Data and computing has a physical and mathematical basis.  For anyone who has studied the history of computing (or has coded) this is a self-evident fact.  But for the larger community of users it appears–especially if one listens to the hype of our industry–that the sky is the limit.  But perhaps that is a good comparison after all, for anyone who has flown in a plane knows that the sky does indeed have limits.  To fly requires a knowledge of gravity, the atmosphere, lift, turbulence, aerodynamics, and propulsion, among other disciplines and sciences.  All of these have their underpinnings in physics and mathematics.

The equation that we use in computing is known as Landauer’s Principle.  It is as follows:

kT In 2,

where k is the Boltzmann constant, T is the temperature of the circuit in Kelvins, and In 2 is the natural logarithm of 2.

This equation follows those in thermodynamics established earlier in physics.  What this means is that the inherent entropy in a system–its onward inevitable journey toward a state of disorder–cannot be reduced, it can only be expelled from the system. For Landauer, who worked at IBM in physical computing, entropy is expelled in the form of heat and energy.  For the longest time, given the close correlation and applied proofs of the Principle, this was seen as a physical law, but modern computing seems to be undermining the manner in which entropy is expelled.

Big Data runs up against the physics identified in Landauer’s Principle because heat and energy are not the only ways to expel entropy.  For really Big Data entropy is expelled by the iron law of Boltzmann’s Constant: the calculation of probable states of disorder in the system. The larger the system, the larger the probable states of disorder, and the more our results in processing such information become a function of probability.  This may or many not matter, depending on the fidelity of the probabilistic methods and their application.

For “small” Big Data, the acceptability of variations from the likely outcome is much narrower.  We need to approach being 100% correct, 100% of the time, though small variations are acceptable depending on the type of system.  So, for example, in project management systems, we can be a percent or two off on rolling up data, since accountability is not an issue.  Financial systems compliance is a different matter.

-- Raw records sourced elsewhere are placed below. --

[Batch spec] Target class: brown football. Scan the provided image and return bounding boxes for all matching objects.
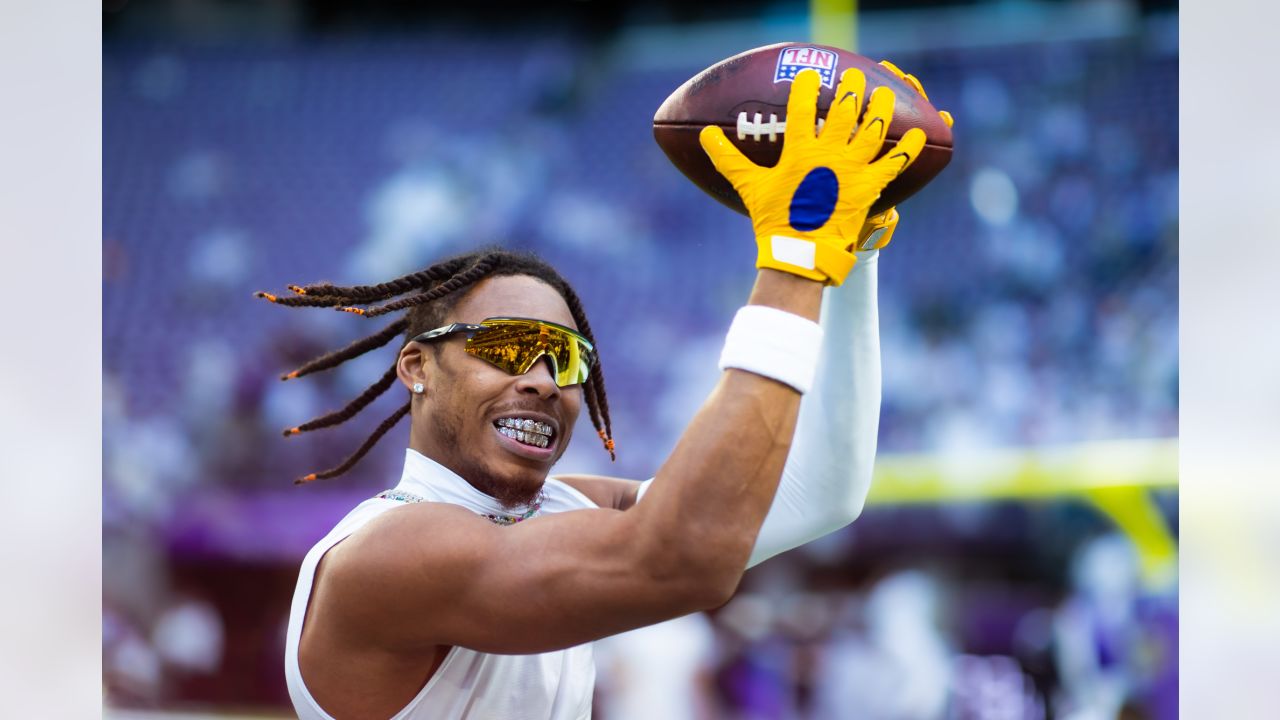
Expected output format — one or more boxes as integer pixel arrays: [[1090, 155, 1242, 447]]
[[653, 42, 951, 214]]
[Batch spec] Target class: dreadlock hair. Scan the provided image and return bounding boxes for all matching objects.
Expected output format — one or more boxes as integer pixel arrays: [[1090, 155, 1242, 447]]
[[255, 247, 617, 484]]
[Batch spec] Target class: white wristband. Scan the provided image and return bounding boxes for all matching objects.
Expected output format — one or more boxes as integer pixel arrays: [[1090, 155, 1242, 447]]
[[719, 305, 822, 393]]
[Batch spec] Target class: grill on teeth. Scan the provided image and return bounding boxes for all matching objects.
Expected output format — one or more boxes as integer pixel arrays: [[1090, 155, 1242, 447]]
[[498, 418, 550, 447], [498, 418, 552, 438]]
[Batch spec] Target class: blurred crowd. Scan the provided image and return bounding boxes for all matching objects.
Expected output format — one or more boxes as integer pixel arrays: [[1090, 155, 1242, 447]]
[[102, 15, 1178, 720]]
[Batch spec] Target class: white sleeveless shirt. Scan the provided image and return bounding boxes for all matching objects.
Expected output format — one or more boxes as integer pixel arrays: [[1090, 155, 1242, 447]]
[[284, 450, 596, 720]]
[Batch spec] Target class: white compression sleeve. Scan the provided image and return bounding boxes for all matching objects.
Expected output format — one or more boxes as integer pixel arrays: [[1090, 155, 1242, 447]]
[[636, 250, 881, 568], [748, 250, 881, 568]]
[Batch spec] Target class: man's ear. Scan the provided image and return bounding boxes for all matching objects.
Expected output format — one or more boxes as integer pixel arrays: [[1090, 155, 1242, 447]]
[[396, 342, 430, 391]]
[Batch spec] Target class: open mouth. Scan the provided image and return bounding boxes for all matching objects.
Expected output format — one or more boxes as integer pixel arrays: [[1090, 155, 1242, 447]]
[[493, 418, 556, 448]]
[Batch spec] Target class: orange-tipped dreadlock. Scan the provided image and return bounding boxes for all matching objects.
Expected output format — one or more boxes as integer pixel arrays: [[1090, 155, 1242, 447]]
[[253, 249, 617, 484]]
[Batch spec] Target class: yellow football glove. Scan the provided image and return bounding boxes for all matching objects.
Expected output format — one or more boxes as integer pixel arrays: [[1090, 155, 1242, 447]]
[[854, 60, 955, 250], [699, 68, 924, 284]]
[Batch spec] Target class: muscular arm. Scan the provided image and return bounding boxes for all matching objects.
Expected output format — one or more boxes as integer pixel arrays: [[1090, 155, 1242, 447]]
[[314, 270, 822, 655], [559, 251, 881, 566]]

In “small” Big Data, entropy can be expelled by pre-processing the data in the form of effort expended toward standardization, normalization, and rationalization.  Our equation, kT In 2, is the lower bound, that is, it identifies the minimum state of entropy that need be expelled in order to process a bit.  In reality we will never reach this lower bound, but we can approach it until the difference between the lower bound of entropy and the “cost” of processing data is vanishingly small.  Once we have expelled entropy by limiting the states of instability in the data, expelling the cost of entropy through the data pipeline, we can then process the data to derive its significant with a high degree of confidence.

But this is only the start.  For once “small” Big Data undergoes a process to ensure its fidelity, the same pattern recognition algorithms used in Big Data can be applied, but to more powerful and credible effect.  Early warning “signatures” of project performance can be collected and applied to provide decision-makers with information early enough to affect the outcome of efforts before risk is fully manifested, with the calculated probabilities of cost, schedule, and technical impacts possessing a higher level of certainty.